The other is that tenants on limited incomes are wary about turning a heater on for fear of a whopping power bill.

The price of electricity has doubled over the past 10 years with the government, as the major owner of power-generating companies, takes the major share of that profit.

In his press conference announcing the new requirements, Smith repeated the fiction that his initiatives will mean warm houses while in fact insulation reduces energy costs by five percent and does not warm a house – a heater is needed for that.

Smith does not apparently require curtains in rental properties despite 25 percent of heat loss being through the glass in windows.

He does require ceiling insulation, which makes sense since up to 35 percent of the heat escapes through the roof, as well as underfloor although only 14 percent is lost through the floor. Another 25 percent escapes through the walls.

Nothing has been said about whether there is a required R-rating and whether there are different requirements for the different regions – such as thicker insulation for colder areas.

The highly reported death last month of toddler Emma-Lita Bourne that prompted a coronor to opine that the house could have been to blame kicked up a firestorm of outrage from Twyford, the Children’s Commissioner, and the Child Poverty Action Group.

News reports of this death were unique in that they did say that Emma-Lita’s mother did not turn on the heater because she feared a whopping power bill.

Twyford, especially, refused to acknowledge that if a heater was not used and windows not opened, even an insulated house would stay cold and grow mould. Twyford is also in the habit of proclaiming that “New Zealand houses are rubbish”.

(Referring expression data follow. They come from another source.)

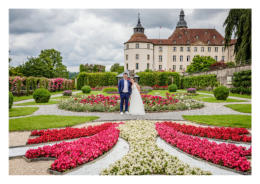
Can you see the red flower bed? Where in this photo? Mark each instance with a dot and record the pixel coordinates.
(235, 134)
(100, 99)
(157, 87)
(228, 155)
(66, 133)
(72, 154)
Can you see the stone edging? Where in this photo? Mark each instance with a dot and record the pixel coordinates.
(202, 160)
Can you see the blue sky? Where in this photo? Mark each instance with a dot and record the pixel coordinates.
(95, 36)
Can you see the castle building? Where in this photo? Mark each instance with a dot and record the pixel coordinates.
(176, 52)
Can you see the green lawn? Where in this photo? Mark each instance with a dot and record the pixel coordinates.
(246, 108)
(34, 103)
(221, 120)
(214, 100)
(47, 121)
(22, 111)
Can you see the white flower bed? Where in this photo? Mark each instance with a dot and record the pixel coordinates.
(145, 157)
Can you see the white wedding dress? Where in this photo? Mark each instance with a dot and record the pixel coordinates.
(136, 102)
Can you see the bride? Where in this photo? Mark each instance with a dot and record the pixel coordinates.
(136, 102)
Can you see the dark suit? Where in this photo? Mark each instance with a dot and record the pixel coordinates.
(124, 97)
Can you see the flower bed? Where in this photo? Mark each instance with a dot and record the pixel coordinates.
(144, 156)
(51, 135)
(72, 154)
(101, 103)
(228, 155)
(235, 134)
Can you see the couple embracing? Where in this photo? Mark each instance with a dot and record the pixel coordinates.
(129, 89)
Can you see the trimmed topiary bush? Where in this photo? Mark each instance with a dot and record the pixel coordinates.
(86, 89)
(172, 88)
(11, 100)
(41, 95)
(221, 93)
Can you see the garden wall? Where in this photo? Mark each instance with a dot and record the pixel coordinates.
(224, 76)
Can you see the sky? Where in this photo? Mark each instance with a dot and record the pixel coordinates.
(95, 36)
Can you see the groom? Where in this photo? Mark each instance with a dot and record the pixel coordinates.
(125, 90)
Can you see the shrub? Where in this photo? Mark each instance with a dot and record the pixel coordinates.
(221, 93)
(173, 88)
(41, 95)
(191, 90)
(110, 89)
(86, 89)
(200, 81)
(11, 100)
(67, 93)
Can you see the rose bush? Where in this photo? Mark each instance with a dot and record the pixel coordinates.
(235, 134)
(72, 154)
(144, 156)
(51, 135)
(228, 155)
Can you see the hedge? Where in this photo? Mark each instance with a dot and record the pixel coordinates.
(159, 78)
(200, 81)
(96, 79)
(241, 82)
(26, 85)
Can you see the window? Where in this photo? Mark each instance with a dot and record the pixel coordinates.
(188, 58)
(160, 58)
(137, 66)
(174, 67)
(181, 58)
(174, 58)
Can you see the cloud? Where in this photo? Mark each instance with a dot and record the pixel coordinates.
(94, 36)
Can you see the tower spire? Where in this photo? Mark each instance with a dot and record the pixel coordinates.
(182, 23)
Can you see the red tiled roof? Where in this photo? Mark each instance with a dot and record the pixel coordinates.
(185, 36)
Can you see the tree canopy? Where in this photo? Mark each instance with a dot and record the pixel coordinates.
(238, 23)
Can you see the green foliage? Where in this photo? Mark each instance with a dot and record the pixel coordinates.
(86, 89)
(91, 68)
(200, 81)
(172, 88)
(48, 64)
(200, 64)
(221, 93)
(11, 100)
(159, 78)
(41, 95)
(110, 89)
(238, 23)
(117, 68)
(96, 79)
(241, 82)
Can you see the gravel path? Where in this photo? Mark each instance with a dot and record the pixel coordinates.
(191, 161)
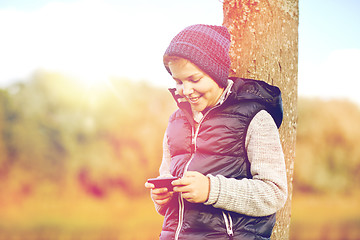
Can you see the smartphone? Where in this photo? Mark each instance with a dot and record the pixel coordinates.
(163, 182)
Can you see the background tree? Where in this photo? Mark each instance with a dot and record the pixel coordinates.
(265, 46)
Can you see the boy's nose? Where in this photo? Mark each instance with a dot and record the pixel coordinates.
(187, 89)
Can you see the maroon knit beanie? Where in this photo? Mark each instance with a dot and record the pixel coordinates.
(207, 47)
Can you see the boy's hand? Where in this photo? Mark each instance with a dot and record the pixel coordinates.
(160, 196)
(194, 186)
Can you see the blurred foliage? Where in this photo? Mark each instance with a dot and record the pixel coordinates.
(327, 152)
(56, 129)
(74, 156)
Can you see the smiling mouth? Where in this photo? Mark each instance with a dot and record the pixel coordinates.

I do wonder what Labour-voting building industry workers think of that.

Four deaths in two house fires last November prompted the Fire Service to demand compulsory smoke alarms in rental properties, even though at the time those demands were made it was not known whether or not sensors were in those dwellings.

The Fire Service says that 55 percent of all house fires and 89 percent of all fire deaths occur in rentals, which make up 28 percent of total housing stock.

They say early warning increases safety and minimises damage. I say care and common sense is even more important for safety and damage minimisation.

Statistics for 2013 show a total of 16 fire deaths, in 3205 structure fires, with smoke alarms present at 1220 of those fires, and with 338 alarms failing to operate.

The trend is towards fewer fires, with 4287 house fires in 2002, and 28 deaths.

The requirement to put a $40 smoke sensor to replace existing smoke sensors in each of 480,000 rental properties at a cost of $19.2-million, to property owners, looks like a nanny state over-reaction which would greatly benefit those who sell $40 smoke sensors.

It’s a bit of a worry that policy appears to be made based on uninformed scare stories in the media. Voters and taxpayers do expect a bit more courage and clear thinking from both politicians and bureaucrats.

Smith’s insulation requirement looks like Labour MP Twyford’s Healthy Homes Guarantee Bill without the requirement to install a heater plus the Green Party's insulation policy.

The current government’s haste to implement policies put forward by Labour and the Green Party could leave National voters wondering why on earth they supported them.

Sources
1. Landlords required to insulate and install smoke alarms to rental properties, http://www.stuff.co.nz/business/70096597/landlords-required-to-insulate-and-install-smoke-alarms-to-rental-properties
2. Treasury proposed Auckland-specific housing tax to send 'dramatic signal', http://www.stuff.co.nz/national/politics/70106489/treasury-proposed-aucklandspecific-housing-tax-to-send-dramatic-signal

1 comment:

Anonymous said...

National. Stealers of individual's personal and property rights. Why does anyone vote for them.
Next we will have to install double glazing. Oh hang on they included that in the new houses.

As one who cleans houses and contents I can say confidently that these new houses ,all nice and warm, go mouldy quicker. Curtains going mouldy in a year. Nothing wrong with the tenants/owners but when you create incubators mould will grow. The old wooden houses took years.

Still that's all good as far as I'm concerned. make more money for me.